Em Portugal, uma família de classe média passa por grave crise financeira. O pai perde o emprego, e não encontra outro trabalho. A mãe consegue uma segunda ocupação para aumentar a renda, mas anda sempre cansada e mal para em casa. Enquanto se tornam estranhos uns aos outros, a filha adolescente, negligenciada por ambos e cheia de segredos, começa a se rebelar.

Crítica

Os personagens de Colo, mais recente filme de Teresa Villaverde, são atravessados por crises substanciais e distintas. Em meio à heterogeneidade de problemas, entre pessoais e sociais, destaca-se a turbulência decorrente da falta de dinheiro, evidenciada desde o princípio pelo desconforto que perpassa o convívio familiar de Marta (Alice Albegaria Borges). O desespero contido do pai (João Pedro Vaz) por conta do atraso noturno da mãe (Beatriz Batarda) parece desproporcional, sensação dissipada na medida em que percebemos a fragilidade emocional desse homem desempregado, cuja desorientação decorre exatamente da dificuldade de voltar ao mercado de trabalho e, por conseguinte, prover o sustento doméstico. Há um rigor formal evidente na maneira como a realizadora aborda essas pessoas essencialmente fraturadas. A câmera impávida registra o surgimento de pequenas fissuras no cotidiano, dando tempo mais que suficiente para investigarmos porquês não explicitados, o que nos confere um papel ativo.

Valendo-se de um jogo narrativo tão instigante quanto bem orquestrado, a realizadora adensa gradativamente a instabilidade que toma de assalto os envolvidos, permitindo-nos acesso às suas subjetividades, mesmo sem necessariamente entregar algo de bandeja. Outra característica marcante é a negação de uma centralidade estanque. Embora Marta seja, de fato, a figura principal do longa-metragem, pois a partir das vivências dela enxergamos as pessoas em cena e suas dificuldades, volta e meia pegamo-nos colados na vivência de outrem. O protagonismo, então, é deslocado ligeiramente em momentos bastante específicos, para que tenhamos uma ideia melhor da angústia que inapelavelmente atravessa o caminho, especialmente, da família retratada. Colo é um filme de ritmo cadenciado, no qual a cenografia desempenha papel fundamental, mais que o da montagem, por exemplo. É na relação da gente com os espaços que se estabelece a atmosfera de opressão e melancolia predominante.
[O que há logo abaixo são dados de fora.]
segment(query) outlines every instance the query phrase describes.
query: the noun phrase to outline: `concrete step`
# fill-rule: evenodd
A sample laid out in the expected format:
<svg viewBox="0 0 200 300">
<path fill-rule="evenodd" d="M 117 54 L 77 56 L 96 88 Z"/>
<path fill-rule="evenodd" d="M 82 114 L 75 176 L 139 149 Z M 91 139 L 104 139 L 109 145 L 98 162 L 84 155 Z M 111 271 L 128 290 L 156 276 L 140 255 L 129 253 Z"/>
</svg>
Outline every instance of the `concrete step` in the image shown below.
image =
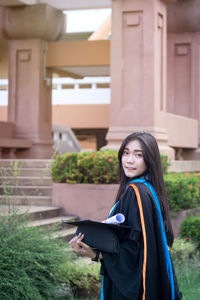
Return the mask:
<svg viewBox="0 0 200 300">
<path fill-rule="evenodd" d="M 0 168 L 0 176 L 1 177 L 22 177 L 22 176 L 26 176 L 26 177 L 30 177 L 30 176 L 34 176 L 34 177 L 39 177 L 39 178 L 43 178 L 43 177 L 51 177 L 51 170 L 50 168 L 16 168 L 16 169 L 12 169 L 12 168 L 4 168 L 1 167 Z"/>
<path fill-rule="evenodd" d="M 52 187 L 50 186 L 0 186 L 0 194 L 4 195 L 22 195 L 22 196 L 51 196 Z"/>
<path fill-rule="evenodd" d="M 4 168 L 51 168 L 53 160 L 49 159 L 0 159 Z"/>
<path fill-rule="evenodd" d="M 55 231 L 55 232 L 51 233 L 51 237 L 54 239 L 62 239 L 66 242 L 69 242 L 75 235 L 76 229 L 77 228 L 73 226 L 72 228 Z"/>
<path fill-rule="evenodd" d="M 5 196 L 0 195 L 0 203 L 6 205 L 37 205 L 51 206 L 52 198 L 49 196 Z"/>
<path fill-rule="evenodd" d="M 35 220 L 31 221 L 28 223 L 29 227 L 44 227 L 46 229 L 52 229 L 55 228 L 56 230 L 58 229 L 67 229 L 67 228 L 72 228 L 72 225 L 64 224 L 62 221 L 63 220 L 68 220 L 72 221 L 74 220 L 74 216 L 59 216 L 59 217 L 53 217 L 49 219 L 40 219 L 40 220 Z"/>
<path fill-rule="evenodd" d="M 12 213 L 16 213 L 18 215 L 26 214 L 28 220 L 41 220 L 59 217 L 62 213 L 62 208 L 53 206 L 34 205 L 0 205 L 0 215 L 10 215 Z"/>
<path fill-rule="evenodd" d="M 29 185 L 29 186 L 51 186 L 52 181 L 51 177 L 38 177 L 38 176 L 27 176 L 27 177 L 13 177 L 13 176 L 6 176 L 1 177 L 0 176 L 0 185 L 5 182 L 6 185 Z"/>
</svg>

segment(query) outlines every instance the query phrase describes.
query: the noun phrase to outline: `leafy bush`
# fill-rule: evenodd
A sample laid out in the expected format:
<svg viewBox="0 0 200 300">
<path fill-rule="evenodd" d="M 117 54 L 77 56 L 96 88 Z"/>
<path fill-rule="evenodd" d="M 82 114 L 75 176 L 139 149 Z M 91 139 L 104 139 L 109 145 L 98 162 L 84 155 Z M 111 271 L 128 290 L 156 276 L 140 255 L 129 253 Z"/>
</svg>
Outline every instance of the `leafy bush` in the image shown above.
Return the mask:
<svg viewBox="0 0 200 300">
<path fill-rule="evenodd" d="M 118 183 L 117 151 L 104 150 L 59 155 L 52 166 L 52 180 L 59 183 Z M 161 156 L 167 172 L 167 156 Z"/>
<path fill-rule="evenodd" d="M 180 211 L 200 205 L 199 179 L 198 173 L 169 173 L 164 176 L 171 210 Z"/>
<path fill-rule="evenodd" d="M 0 220 L 0 299 L 56 299 L 64 244 L 44 238 L 16 216 Z"/>
<path fill-rule="evenodd" d="M 180 236 L 197 243 L 200 248 L 200 216 L 187 217 L 181 223 Z"/>
<path fill-rule="evenodd" d="M 185 261 L 198 256 L 197 246 L 184 239 L 175 239 L 171 249 L 173 261 Z"/>
<path fill-rule="evenodd" d="M 69 282 L 75 297 L 97 297 L 101 290 L 100 264 L 79 258 L 66 260 L 58 270 L 63 283 Z"/>
<path fill-rule="evenodd" d="M 117 151 L 60 155 L 52 166 L 52 180 L 67 183 L 117 183 Z"/>
</svg>

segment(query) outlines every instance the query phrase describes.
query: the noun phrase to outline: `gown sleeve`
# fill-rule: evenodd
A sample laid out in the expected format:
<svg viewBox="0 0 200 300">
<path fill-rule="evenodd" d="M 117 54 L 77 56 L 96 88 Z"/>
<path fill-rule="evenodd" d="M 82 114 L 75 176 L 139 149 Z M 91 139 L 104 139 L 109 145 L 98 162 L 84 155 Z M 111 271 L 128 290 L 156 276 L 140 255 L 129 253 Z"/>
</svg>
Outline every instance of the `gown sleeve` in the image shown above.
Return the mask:
<svg viewBox="0 0 200 300">
<path fill-rule="evenodd" d="M 132 229 L 129 236 L 120 241 L 118 254 L 102 253 L 102 270 L 125 299 L 138 299 L 142 283 L 143 240 L 137 199 L 132 188 L 122 195 L 113 214 L 119 212 L 125 215 L 123 225 Z"/>
</svg>

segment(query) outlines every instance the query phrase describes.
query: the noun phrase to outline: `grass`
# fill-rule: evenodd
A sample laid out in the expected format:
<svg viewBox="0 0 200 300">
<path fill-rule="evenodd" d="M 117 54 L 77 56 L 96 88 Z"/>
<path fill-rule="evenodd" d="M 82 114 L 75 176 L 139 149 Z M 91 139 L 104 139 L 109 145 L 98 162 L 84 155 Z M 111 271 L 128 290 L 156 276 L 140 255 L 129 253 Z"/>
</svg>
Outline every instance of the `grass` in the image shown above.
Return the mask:
<svg viewBox="0 0 200 300">
<path fill-rule="evenodd" d="M 182 300 L 200 299 L 200 261 L 185 261 L 175 264 Z"/>
</svg>

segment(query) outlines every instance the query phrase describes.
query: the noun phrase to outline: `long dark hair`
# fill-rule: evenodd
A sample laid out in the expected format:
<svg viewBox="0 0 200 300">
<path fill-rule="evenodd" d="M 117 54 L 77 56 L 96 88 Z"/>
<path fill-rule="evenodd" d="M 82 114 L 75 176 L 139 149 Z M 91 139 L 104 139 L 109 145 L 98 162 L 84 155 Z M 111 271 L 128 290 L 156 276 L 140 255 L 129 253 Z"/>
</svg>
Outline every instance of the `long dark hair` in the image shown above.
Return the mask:
<svg viewBox="0 0 200 300">
<path fill-rule="evenodd" d="M 144 162 L 147 166 L 145 174 L 148 174 L 148 177 L 158 195 L 160 202 L 160 207 L 162 211 L 162 216 L 164 220 L 165 230 L 167 234 L 168 244 L 171 246 L 174 241 L 174 235 L 172 230 L 172 225 L 169 216 L 169 204 L 167 199 L 167 193 L 165 190 L 165 184 L 163 179 L 163 169 L 160 158 L 160 151 L 158 149 L 158 144 L 155 138 L 146 132 L 135 132 L 128 135 L 125 140 L 122 142 L 122 145 L 118 152 L 119 160 L 119 178 L 120 186 L 116 197 L 116 202 L 119 201 L 120 196 L 122 195 L 124 188 L 130 178 L 126 177 L 123 167 L 122 167 L 122 155 L 126 145 L 130 141 L 138 140 L 143 152 Z"/>
</svg>

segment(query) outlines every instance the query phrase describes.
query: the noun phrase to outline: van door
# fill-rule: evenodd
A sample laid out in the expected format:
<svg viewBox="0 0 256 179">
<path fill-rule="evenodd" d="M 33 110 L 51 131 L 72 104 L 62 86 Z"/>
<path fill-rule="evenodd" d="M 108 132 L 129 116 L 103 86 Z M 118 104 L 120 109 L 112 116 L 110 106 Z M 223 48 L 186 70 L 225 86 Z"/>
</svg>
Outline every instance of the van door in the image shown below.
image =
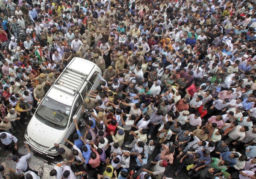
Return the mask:
<svg viewBox="0 0 256 179">
<path fill-rule="evenodd" d="M 70 115 L 70 120 L 68 126 L 68 131 L 66 135 L 66 138 L 68 138 L 74 132 L 75 128 L 75 125 L 73 121 L 73 117 L 75 115 L 77 115 L 77 123 L 78 123 L 79 120 L 82 116 L 82 114 L 80 111 L 82 109 L 82 98 L 80 95 L 78 95 L 78 98 L 75 101 L 75 102 L 74 103 L 74 107 L 72 110 L 72 112 Z"/>
<path fill-rule="evenodd" d="M 97 71 L 95 71 L 95 72 L 99 73 Z M 95 90 L 99 84 L 99 78 L 98 75 L 95 73 L 90 78 L 89 81 L 92 85 L 92 87 L 90 90 Z"/>
</svg>

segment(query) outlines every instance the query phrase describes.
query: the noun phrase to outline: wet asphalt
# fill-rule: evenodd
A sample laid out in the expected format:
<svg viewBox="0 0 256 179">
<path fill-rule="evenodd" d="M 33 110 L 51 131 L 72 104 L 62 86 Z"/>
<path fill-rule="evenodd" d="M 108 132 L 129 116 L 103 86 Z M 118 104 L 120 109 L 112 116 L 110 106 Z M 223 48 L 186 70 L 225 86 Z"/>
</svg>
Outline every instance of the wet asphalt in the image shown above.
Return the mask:
<svg viewBox="0 0 256 179">
<path fill-rule="evenodd" d="M 28 120 L 27 121 L 29 122 Z M 27 153 L 27 150 L 24 146 L 24 141 L 25 141 L 24 133 L 27 125 L 24 125 L 24 127 L 20 127 L 18 133 L 16 133 L 13 134 L 18 139 L 18 146 L 19 153 L 18 156 L 19 157 L 23 155 L 26 155 Z M 80 125 L 78 125 L 78 126 L 80 126 Z M 84 130 L 83 130 L 82 127 L 80 127 L 80 130 L 82 135 L 83 135 L 85 133 Z M 155 136 L 156 135 L 152 135 L 152 139 L 151 139 L 154 140 L 154 138 L 155 138 Z M 129 143 L 129 142 L 128 141 L 125 142 L 123 144 L 122 148 L 123 149 L 128 149 L 124 147 L 124 145 L 126 144 L 128 144 Z M 55 178 L 55 177 L 50 176 L 49 175 L 49 172 L 51 170 L 53 169 L 55 165 L 63 161 L 61 156 L 57 156 L 55 157 L 54 159 L 51 159 L 38 154 L 33 151 L 33 150 L 31 150 L 31 157 L 29 161 L 30 167 L 32 170 L 38 171 L 38 175 L 41 179 Z M 149 156 L 147 164 L 144 166 L 142 168 L 145 168 L 148 170 L 150 170 L 151 167 L 153 166 L 152 164 L 150 163 L 151 161 L 154 161 L 155 157 L 160 152 L 159 148 L 156 148 L 153 153 Z M 0 163 L 2 163 L 3 161 L 5 161 L 9 167 L 12 169 L 15 169 L 16 163 L 11 159 L 11 157 L 12 156 L 12 154 L 9 151 L 5 150 L 3 149 L 2 147 L 0 149 Z M 135 160 L 131 160 L 130 166 L 131 169 L 133 168 L 133 167 L 135 166 Z M 172 178 L 173 179 L 187 178 L 188 177 L 187 176 L 186 172 L 185 170 L 182 170 L 179 173 L 178 176 L 174 176 L 173 174 L 175 172 L 175 170 L 179 164 L 178 160 L 175 159 L 172 164 L 168 164 L 164 173 L 163 175 L 167 177 Z M 71 168 L 72 169 L 74 169 L 73 171 L 74 172 L 77 172 L 79 171 L 74 166 L 71 167 Z M 104 171 L 104 169 L 102 169 L 102 171 Z M 87 172 L 88 173 L 89 176 L 92 176 L 91 174 L 95 174 L 94 170 L 89 170 L 87 171 Z M 141 172 L 141 170 L 140 170 L 137 172 L 139 173 L 140 173 Z M 99 173 L 100 172 L 97 172 Z M 102 173 L 99 174 L 101 174 Z M 0 179 L 2 178 L 3 178 L 0 176 Z M 78 177 L 77 178 L 79 178 L 79 177 Z M 95 178 L 96 179 L 95 177 L 91 176 L 89 178 L 90 179 Z"/>
</svg>

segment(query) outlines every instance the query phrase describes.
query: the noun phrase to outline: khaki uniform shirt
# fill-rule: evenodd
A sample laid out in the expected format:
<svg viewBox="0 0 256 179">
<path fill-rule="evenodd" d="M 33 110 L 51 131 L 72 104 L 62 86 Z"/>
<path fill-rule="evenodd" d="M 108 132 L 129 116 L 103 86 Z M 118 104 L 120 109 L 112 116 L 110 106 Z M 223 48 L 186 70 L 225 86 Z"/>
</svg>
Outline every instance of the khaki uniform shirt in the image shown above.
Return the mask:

Outro ponto importante a ser destacado é a forma como Teresa encara a juventude, ressaltando, primeiro, a inconsequência que lhe é inerente, e, segundo, o desencanto diante da incapacidade dos genitores de serem, de fato, portos seguros. O pai e a mãe de Marta são simbólicos nesse sentido, pois vão ruindo pouco a pouco diante das instâncias desfavoráveis. Ele não consegue superar a tristeza oriunda do desemprego. Ela, por sua vez, sofre na pele o peso excessivo de sustentar a família, inclusive psicologicamente. Colo, em seu percurso ocasionalmente lento demais, evita ao máximo dar espaço para julgamentos morais, mesmo quando os personagens tomam atitudes completamente estapafúrdias, como a do pai diante da necessidade de mudar-se para a casa da sogra por conta dos incontornáveis problemas financeiros. O problema de Julia (Clara Jost), amiga de Marta, denota a urgência de crescer, algo compartilhado pela protagonista quando as opções oferecidas pelos pais não satisfazem.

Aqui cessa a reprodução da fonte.